Memory Usage Discrepancy with TensorRT 8.6 and 8.2

Description

I am trying to run inference using a SAMNet model (GitHub - yun-liu/FastSaliency: Code for "SAMNet: Stereoscopically Attentive Multi-scale Network for Lightweight Salient Object Detection" and "Lightweight Salient Object Detection via Hierarchical Visual Perception Learning") converted to a trt engine. On my computer with tensorrt 8.6.1 and cuda 12.0 i get a memory usage of 0.4GB from htop and 87MB from nvidia-smi when running my code. When i run the same code on the tx2 NX (with the model converted for the tx2), with tensorrt 8.2.1 and cuda 10.2, i get about 1.6GB of memory used from top.

Is this the expected behavior? I have at most about 1gb available to run my model in production, is there a way to reduce the memory used? This is my first time using tensorrt and cuda, am i doing something wrong in my code?

I am gratefull for any help! Thanks


I did some more digging and found out it is because trtexec buidls the model using cudnn and cublas on the tx2 and not on my computer. Lazy loading is used as well on my computer and not on the tx2 due to the tx2 using cuda 10.2.

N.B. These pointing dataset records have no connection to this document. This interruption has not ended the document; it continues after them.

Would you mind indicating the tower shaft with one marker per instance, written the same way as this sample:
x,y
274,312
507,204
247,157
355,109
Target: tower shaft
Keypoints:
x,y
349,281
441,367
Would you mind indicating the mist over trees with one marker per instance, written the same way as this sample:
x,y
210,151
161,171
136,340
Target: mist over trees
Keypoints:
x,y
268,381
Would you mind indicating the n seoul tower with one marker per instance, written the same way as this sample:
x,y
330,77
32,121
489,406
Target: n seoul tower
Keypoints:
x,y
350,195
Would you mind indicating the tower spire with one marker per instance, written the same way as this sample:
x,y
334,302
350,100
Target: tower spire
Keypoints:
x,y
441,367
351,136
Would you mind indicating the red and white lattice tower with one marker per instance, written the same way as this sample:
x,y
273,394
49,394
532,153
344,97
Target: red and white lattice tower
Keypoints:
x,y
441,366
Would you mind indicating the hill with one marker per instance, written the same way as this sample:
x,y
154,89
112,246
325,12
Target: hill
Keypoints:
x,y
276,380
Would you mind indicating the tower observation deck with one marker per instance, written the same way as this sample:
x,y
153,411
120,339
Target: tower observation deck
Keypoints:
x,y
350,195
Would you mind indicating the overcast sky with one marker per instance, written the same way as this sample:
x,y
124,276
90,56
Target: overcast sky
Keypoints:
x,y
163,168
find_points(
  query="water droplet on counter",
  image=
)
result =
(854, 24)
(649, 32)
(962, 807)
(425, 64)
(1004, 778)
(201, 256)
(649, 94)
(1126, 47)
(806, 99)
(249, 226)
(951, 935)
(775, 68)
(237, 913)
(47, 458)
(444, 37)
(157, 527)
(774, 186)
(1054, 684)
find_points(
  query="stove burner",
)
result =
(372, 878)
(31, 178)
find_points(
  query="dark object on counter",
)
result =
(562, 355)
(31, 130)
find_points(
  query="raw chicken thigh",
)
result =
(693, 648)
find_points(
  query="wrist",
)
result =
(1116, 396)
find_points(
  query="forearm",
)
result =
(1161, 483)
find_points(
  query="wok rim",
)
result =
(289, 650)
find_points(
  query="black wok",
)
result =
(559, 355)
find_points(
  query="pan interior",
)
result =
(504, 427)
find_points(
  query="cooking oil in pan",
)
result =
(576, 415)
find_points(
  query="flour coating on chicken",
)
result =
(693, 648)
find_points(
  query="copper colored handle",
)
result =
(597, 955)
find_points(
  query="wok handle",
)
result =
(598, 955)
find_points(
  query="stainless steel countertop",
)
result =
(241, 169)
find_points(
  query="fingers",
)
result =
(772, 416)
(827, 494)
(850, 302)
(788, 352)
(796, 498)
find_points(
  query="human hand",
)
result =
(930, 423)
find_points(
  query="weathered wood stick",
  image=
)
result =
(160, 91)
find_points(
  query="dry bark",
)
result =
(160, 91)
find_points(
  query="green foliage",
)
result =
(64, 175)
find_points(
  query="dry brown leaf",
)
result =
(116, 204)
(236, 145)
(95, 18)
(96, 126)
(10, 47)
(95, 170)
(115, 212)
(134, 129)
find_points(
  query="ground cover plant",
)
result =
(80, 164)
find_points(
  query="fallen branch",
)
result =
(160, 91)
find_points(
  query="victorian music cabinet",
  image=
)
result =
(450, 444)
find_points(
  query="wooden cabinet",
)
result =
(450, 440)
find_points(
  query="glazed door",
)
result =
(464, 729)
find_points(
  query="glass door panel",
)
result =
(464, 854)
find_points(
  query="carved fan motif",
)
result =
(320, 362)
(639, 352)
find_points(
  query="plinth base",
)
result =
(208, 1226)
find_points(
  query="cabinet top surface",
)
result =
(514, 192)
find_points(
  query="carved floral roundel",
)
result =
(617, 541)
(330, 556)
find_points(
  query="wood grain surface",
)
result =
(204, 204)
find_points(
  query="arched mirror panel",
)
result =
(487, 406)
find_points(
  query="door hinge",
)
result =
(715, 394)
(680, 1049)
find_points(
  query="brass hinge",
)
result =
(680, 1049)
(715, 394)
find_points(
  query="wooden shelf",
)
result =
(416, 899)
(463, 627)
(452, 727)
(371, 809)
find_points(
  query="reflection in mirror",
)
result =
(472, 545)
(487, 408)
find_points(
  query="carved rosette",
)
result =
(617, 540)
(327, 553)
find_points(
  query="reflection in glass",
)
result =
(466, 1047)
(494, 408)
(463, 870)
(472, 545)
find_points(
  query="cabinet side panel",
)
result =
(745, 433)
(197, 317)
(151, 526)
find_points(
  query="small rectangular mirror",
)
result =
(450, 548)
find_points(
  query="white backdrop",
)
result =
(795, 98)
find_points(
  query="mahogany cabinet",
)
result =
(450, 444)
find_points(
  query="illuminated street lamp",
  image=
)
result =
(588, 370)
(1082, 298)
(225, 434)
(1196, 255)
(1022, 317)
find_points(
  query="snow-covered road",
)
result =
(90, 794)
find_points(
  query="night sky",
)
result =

I rebuilt the engine with cublas disabled and reduced the used memory to 1.2Gb. ANy other tips to reduce memory?


Environment

TensorRT Version: 8.2.1
GPU Type: NVIDIA Pascalâ„¢ Architecture GPU with 256 CUDA cores on Jetson TX2 NX
CUDA Version: 10.2
Operating System + Version: L4TR32

Relevant Files

cpp file to run the model:
samnetTest.tar.gz (4.7 MB)
onnx model:
samnet.onnx.tar.gz (3.5 MB)

Hi @theo.engels ,
I beileve Jetson TX2 Forum should be able to provide better support on the topic.

Moving it.

Thanks

Hi,

Yes, since we start to support lazy module loading in CUDA 11.8.
So memory usage is expected to decrease in newer CUDA environments.

For the older CUDA version, you can try to run TensorRT without cuDNN to save some memory.

Thanks.

This topic was automatically closed 14 days after the last reply. New replies are no longer allowed.